About the book
Eva Cruz publishes her first novel Twenty Years of Sun, an inspiring reflection on memory and the passage of time
The philologist, journalist and translator Eva Cruz debuts as a novelist with Twenty Years of the Sun, a story “against youth, and also against nostalgia.” With concise, evocative prose, full of irony and maturity, the author bursts onto the literary scene with a reflection that will last after the last page of this masterful novel: what happens to your first love when twenty years fall upon him?
“I am always thinking in terms of plots and characters, it has always been my way of understanding the world. I had a story there that haunted me and haunted me and the two ideas came together, that of erasing a memory and the relationship between two friends,” explains Cruz about the origin of this work, which “deliberately seeks contradiction.” “Almost all our thoughts are impure, our true opinions change and are nuanced from one interlocutor to another, from one moment to the next,” he adds.

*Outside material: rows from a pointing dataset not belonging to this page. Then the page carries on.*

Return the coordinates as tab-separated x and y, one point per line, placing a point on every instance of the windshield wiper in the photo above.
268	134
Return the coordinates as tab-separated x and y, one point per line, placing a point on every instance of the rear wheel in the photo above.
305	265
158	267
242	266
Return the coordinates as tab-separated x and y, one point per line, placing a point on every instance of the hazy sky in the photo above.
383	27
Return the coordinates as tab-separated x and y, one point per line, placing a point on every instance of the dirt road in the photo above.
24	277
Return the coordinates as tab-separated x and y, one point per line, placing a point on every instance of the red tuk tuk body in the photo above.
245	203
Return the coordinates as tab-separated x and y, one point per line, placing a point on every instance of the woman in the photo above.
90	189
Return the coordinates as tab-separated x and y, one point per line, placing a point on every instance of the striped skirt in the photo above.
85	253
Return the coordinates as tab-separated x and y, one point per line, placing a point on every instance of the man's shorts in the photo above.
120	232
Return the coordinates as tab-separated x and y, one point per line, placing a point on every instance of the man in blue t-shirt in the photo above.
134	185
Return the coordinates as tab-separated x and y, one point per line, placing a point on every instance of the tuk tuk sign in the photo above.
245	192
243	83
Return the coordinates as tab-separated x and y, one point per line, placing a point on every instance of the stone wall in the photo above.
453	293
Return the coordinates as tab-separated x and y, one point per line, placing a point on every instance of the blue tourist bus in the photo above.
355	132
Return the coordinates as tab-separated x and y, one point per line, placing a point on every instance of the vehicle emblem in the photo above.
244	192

Sol, the protagonist of the story written by Eva Cruz, builds memories and lives inside them as if they were a house. The other main characters orbit around him until an event, the beginning of the terrifying hospital journey of his father, Eduardo Zarza, turns his life and that of his narrow circle of trust upside down. At that moment, the need arises to ask ourselves to what extent our loves, our memories or loyalties define who we are.
“Youth is a time in which we accumulate debts of authenticity that life later tries to collect from us. We anchor ourselves to things thinking that they define us, and in fact they do, but we have to know how to let go of ballast, raise anchors from love, from family, from friends. This is very difficult for my characters to learn. It costs us all,” says Cruz. Likewise, he adds that Twenty Years of Sol “says several contradictory things at the same time, and it is deliberate. Coherence is hugely overrated and a drag on fiction. Almost all our thoughts are impure, our true opinions change and are nuanced from one interlocutor to another, from one moment to the next.”
The novel also surprises with the way it tells the story, with jumps in time, something the writer has chosen for theoretical and practical reasons. “Memory is not linear, it is built based on scenes. And in a novel that reflects on memory and questions it, I was interested in the plot being kaleidoscopic. Also, one of the things that interests me about memories is how the present stains them, makes them dirty. From a practical point of view, this is my first novel, and novels require marathon concentration and endurance, for which I was not prepared. Jumping from scene to scene, everything flowed better.”